If 3.8 g of Cu3(PO4)2 was recovered from step 1

In mL, how much of 3Cu(NO3)2 and 2Na3PO4 will I need to make 10 grams of Cu3(PO4)2?
Balanced equation: 2Na3PO4(ac) + 3Cu(NO3)2(ac) = Cu3(PO4)2(s) + 6NaNO3(ac)

Na3PO4 molarity: (1.0 M)

STEP 1. , Find the molar mass of the following (use a Periodic Table):

Cu3(PO4)2 =3(63.55) + 2(31 +64) = 380.65

STEP 2.  Change the grams to moles.

moles = grams/ molar mass

10 g Cu3(PO4)2 = 10/380.65 = 0.0263 mol

STEP 3. Use the mole ratios.

By the mole ratios (look at the coefficients from the equation), it requires 3 moles Cu(NO3)2 and 2 moles Na3PO4 to form 1 mole of Cu3(PO4)2

This means that to produce 0.0263 mole Cu3(PO4)2, 

3 x 0.0263 = 0.0789 mole Cu(NO3)2 and

2 x 0.0263 = 0.0526 mol Na3PO4 are required.

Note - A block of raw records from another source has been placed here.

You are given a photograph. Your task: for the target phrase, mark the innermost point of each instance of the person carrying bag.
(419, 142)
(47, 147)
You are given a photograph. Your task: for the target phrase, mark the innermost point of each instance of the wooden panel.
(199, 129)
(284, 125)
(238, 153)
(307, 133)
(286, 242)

STEP 4. Use the Molarity formula to find the volume.

or Liters = moles/ Molarity

Volume of Cu(NO3)2 = 0.0789 mol/ 5.0 M = 0.01578 L ≈ 16 mL

Volume of Na3PO4 = 0.0526 mol/ 1.0 M = 0.0526 L ≈ 53 mL

I see you have the molarity for the two solutions but you would need a bit more information like the starting mass from one of the products or liters of solution.